Außerdem müssen Plattformen – das Gesetz zielt offenkundig auf Social Media wie Facebook, WhatsApp, Twitter oder Instagram; klassische Medien, Wikipedia und Verkaufsplattformen sind ausgenommen – der Republik in Zukunft regelmäßig berichten: Wie viele Anträge auf Löschung von Posts sie bearbeiten, welche Mitarbeiter darüber entscheiden, wie diese ausgebildet werden und wie viel tatsächlich gelöscht wird. Jede Plattform braucht darüber hinaus einen jederzeit erreichbaren Ansprechpartner.

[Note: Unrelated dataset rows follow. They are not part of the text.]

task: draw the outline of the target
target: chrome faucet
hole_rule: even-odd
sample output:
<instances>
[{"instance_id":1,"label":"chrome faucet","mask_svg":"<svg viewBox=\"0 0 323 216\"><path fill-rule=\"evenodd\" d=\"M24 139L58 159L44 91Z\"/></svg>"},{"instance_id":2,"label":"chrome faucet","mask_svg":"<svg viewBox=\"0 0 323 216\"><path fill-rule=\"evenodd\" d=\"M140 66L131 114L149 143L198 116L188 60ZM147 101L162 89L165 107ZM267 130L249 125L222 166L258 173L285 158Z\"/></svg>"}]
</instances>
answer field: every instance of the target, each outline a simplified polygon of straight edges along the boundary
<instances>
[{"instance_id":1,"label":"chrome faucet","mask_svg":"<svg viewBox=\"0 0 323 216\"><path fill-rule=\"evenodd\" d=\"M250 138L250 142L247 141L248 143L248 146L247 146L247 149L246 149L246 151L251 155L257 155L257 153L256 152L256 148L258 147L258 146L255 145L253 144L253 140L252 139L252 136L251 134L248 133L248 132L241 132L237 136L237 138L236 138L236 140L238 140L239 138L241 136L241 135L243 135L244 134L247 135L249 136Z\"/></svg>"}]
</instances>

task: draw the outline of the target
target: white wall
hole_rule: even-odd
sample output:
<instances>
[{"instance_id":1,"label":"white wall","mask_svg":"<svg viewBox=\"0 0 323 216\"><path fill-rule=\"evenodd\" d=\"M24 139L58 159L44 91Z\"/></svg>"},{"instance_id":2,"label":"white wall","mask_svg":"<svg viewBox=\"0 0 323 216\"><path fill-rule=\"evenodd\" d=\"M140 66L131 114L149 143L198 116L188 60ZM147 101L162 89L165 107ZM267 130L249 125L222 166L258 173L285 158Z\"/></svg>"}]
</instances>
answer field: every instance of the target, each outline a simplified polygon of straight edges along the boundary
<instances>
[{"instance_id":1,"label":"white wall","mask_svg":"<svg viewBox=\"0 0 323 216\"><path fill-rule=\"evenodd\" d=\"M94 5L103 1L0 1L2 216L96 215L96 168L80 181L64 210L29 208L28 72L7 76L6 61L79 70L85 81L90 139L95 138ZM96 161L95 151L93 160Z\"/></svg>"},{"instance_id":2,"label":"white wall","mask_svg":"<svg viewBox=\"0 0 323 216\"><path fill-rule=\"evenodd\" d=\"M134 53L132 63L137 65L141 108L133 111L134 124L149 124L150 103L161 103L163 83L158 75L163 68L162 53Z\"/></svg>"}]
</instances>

Hält sich eine Plattform nicht an diese Vorschriften oder beschweren sich Nutzer darüber, dass rechtswidrige Posts nicht gelöscht werden, kann die Medienbehörde KommAustria Strafen bis zu zehn Millionen Euro verhängen – und diese auch eintreiben, indem sie etwa Werbeeinnahmen aus Österreich „absaugt“.
Netz "kein rechtsfreier Raum"
Die Koalition will mit dem Paket klarstellen, „dass das Internet kein rechtsfreier Raum ist, auch hier gilt der Rechtsstaat“, so Zadic. Raab sieht einen Meilenstein für Frauen, die überproportional von Hass im Netz betroffen sind, Edtstadler spricht von „neuen Wegen“, die Österreich als erster kleiner EU-Staat gehen würde. Bisher haben nur Deutschland und Frankreich Schritte unternommen, Facebook und andere Plattformen zur Verantwortung zu ziehen.
FPÖ kritisiert Gesetz wegen "Meinungsfreiheit"
Die FPÖ sorgt sich angesichts des Pakets um die Meinungsfreiheit im Netz, die SPÖ kritisiert, dass die Verantwortung zur Löschung beanstandeter Inhalte letztlich wieder bei großen Online-Konzernen liege. Die Neos begrüßen das Gesetz grundsätzlich, vermissen aber die Zielgenauigkeit. Das Paket liegt auf der Parlamentshomepage für jedermann zur Stellungnahme auf.